An alien promoter capture as a primary step of the evolution of testes-expressed repeats in the Drosophila melanogaster genome.

Fertility of Drosophila melanogaster males is impaired due to the disruption of the silencing of the X-linked, testis-expressed, repeated Stellate (Ste) genes. Ste silencing is mediated by symmetric transcription of the paralogous Y-linked repeats and exerted by an RNA interference (RNAi) mechanism. Here we present a scenario for the origin of the Ste genes and their suppressors. The primary intermediate of their evolution emerged as a result of the acquisition of a preformed alien, testis-specific promoter.
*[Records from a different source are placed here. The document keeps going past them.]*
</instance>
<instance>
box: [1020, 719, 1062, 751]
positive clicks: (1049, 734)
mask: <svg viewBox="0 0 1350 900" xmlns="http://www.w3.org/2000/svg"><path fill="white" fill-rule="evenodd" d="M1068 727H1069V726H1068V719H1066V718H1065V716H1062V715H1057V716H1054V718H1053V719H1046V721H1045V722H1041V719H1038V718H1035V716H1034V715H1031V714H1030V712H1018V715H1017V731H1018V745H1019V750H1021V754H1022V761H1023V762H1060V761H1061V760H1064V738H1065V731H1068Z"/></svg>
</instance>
This intermediate is identified as a chimeric gene containing coding region of an autosomal gene for testis-specific protein kinase CK2. The 5' region of the chimera has been acquired from a member of a family of testis-expressed X-linked genes of unknown function. We propose that the evolution and amplification of the novel chimeric gene have led to the overproduction of the regulatory CK2 subunit in testes. The evolution of the Y-linked descendants of the primary intermediate resulted in the RNAi-mediated suppression of excessive expression of the X-linked paralogs. The newly detected "dead family" of cognate repeats on the Y chromosome has contributed to the evolution of Ste and its suppressors via gene conversion. Our results show that RNAi silencing, considered as a defense against viruses and transposable elements, may be involved in the evolution of eukaryotic genomes.